Today’s column examines the new Credit Review Office Bill, which has received its first reading and has just been published. Bill 156 of 2025 purports to establish a Credit Review Office.
Upon a first glance, my reaction was one of perplexity at the unfamiliar title and subject matter. A quick Google search on ‘credit review’ popped up this item: ‘The Credit Review Law in Ireland’, and explained that: “Credit Review is a body under the aegis of the Department of Finance. It was established by the Minister for Finance in 2010 under section 210 of the NAMA Act 2009, to facilitate access to bank credit for viable businesses.”
This triggered a suspicion that maybe the Irish measure was the unacknowledged source for the proposed local agency. The Irish agency was announced by the Minister of Finance of Ireland in the 2009 Budget, and Guidelines were later issued under the 2009 law. Bill 156 has seemingly borrowed from these Guidelines, which have the same objectives. (S.I. No. 127/2010 – Guidelines Issued Under Section 210(1) of the National Asset Management Agency Act 2009 Regarding Lending Practices and Procedures and Relating to the Review of Decisions of Participating Institutions to Refuse Credit Facilities.)
In terms of the local Bill, should it make it into law, the new Credit Review Office (‘Ufficcju għall-Analiżi tal-Kreditu’) would have authority to receive complaints from traders and business entities, designated in the Bill, against refusals by authorized lending institutions to grant them loan or other credit facilities not exceeding two million euros.
It cannot consider similar complaints from consumers, as this measure serves exclusively business interests. It involves official intrusion into purely banking decisions, allowing civil servants to second-guess expert banking opinions and implicitly revealing a degree of distrust in banks’ own internal abilities and processes.
The Bill also unwisely and misguidedly places the credit review function within the statutory functions of the Arbiter for Financial Services. In fact, the Arbiter legislation of 2016 is being specifically amended for that purpose.
Credit experts are specialists and very different from consumer protection complaints officers. It would be like burdening product safety experts with the responsibility to enforce price controls. The two subjects are unconnected and lack synergy. Such an illogical confusion of roles should never have been contemplated, and the Arbiter’s Office should not be burdened with this new Bill.
An obvious risk is that the Arbiter’s Office will lose its consumer focus and will now divert precious time talking to businesses and deal with their complaints. This is not why the Arbiter was established, and the government has no mandate to tamper with it.
After article 4(2) decrees that the Office should “act independently and impartially”, article 7then just as clearly makes the Office “accountable to the Minister for the discharge of its duties”, thereby opening the door for potential ministerial intrusion.

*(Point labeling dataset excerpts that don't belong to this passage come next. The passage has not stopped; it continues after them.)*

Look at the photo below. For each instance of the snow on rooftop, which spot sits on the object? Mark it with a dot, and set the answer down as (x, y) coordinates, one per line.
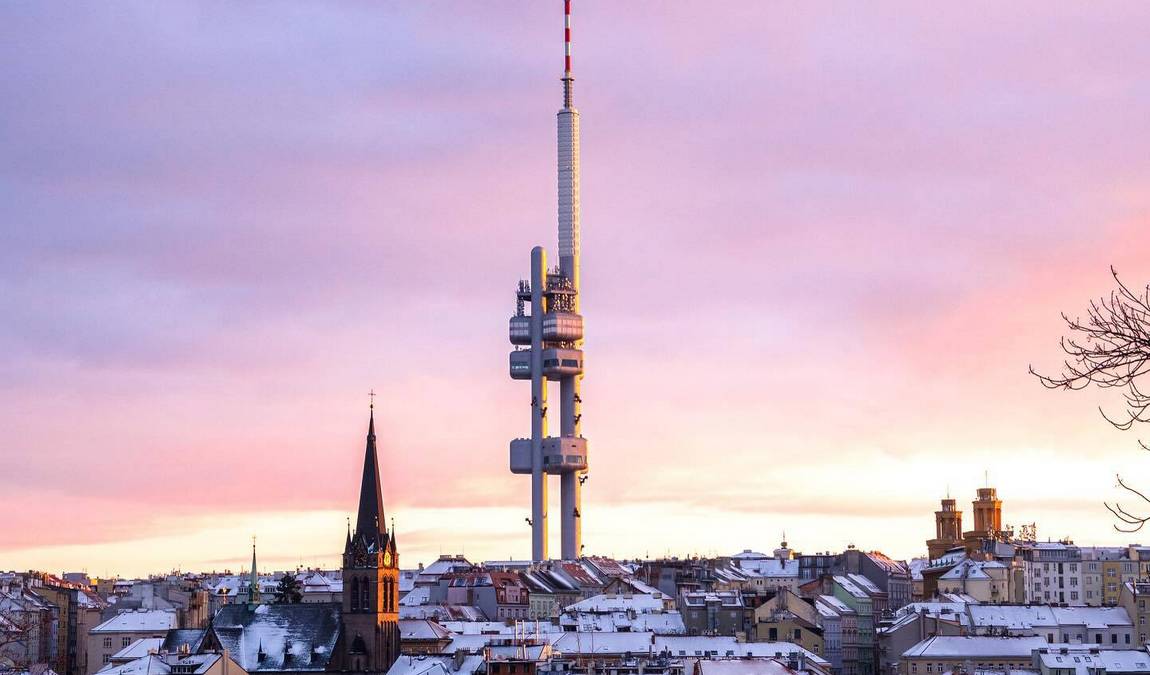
(139, 621)
(943, 646)
(140, 647)
(607, 603)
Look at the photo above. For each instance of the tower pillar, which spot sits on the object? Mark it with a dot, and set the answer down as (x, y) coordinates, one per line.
(538, 407)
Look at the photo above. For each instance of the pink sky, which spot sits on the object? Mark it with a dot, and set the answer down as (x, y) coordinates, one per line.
(821, 246)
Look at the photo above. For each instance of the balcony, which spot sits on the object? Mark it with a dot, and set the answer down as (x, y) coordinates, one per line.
(561, 454)
(557, 363)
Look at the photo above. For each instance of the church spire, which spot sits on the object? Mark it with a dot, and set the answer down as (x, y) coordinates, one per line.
(253, 591)
(369, 523)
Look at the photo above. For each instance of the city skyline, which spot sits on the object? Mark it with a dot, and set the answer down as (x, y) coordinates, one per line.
(819, 267)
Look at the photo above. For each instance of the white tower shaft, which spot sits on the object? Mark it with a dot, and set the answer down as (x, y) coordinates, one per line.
(569, 401)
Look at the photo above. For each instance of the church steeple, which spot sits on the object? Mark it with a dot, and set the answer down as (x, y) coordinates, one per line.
(370, 526)
(370, 574)
(253, 590)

Incidentally, the Minister responsible for the Economy has been allowed to encroach into an area more properly pertaining to the Minister responsible for Financial Services, which includes banks and financial institutions.
The MFSA has also allowed itself to be roped in, as it usually does, despite its multifarious range of activities already entrusted to its control and oversight.
The MFSA shall henceforth waste time to ‘supervise and enforce’ the charter (‘karta’ in Maltese) which this law now requires from lending institutions, and which will henceforth form part of our banking law.
Noteworthy differences from the Irish original include:
In Ireland, banks participate voluntarily, if they want to, whereas the Maltese Bill imposes it as an obligation.
The Irish Office is funded by the participating Banks, whereas the State will fund the local equivalent.
A complaint to the Irish Office automatically involves the payment of a fee; in our case, the Bill remains ambiguous.
Fortunately, the proposed Credit Review Office can only issue recommendations and not binding decisions. This is the situation in Ireland too, which explains why they only issued Guidelines on the subject. Here, the measure has been elevated to a full-blown statute.Thankfully, the Credit Review Office can only offer non-binding opinions, probably the best feature of this unnecessary new proposed legal initiative.
David Fabri LLD, PhD is a law lecturer specialising in consumer, corporate and financial services law. His publication on the development and state of Maltese Consumer Law has recently been published by MidSea Books.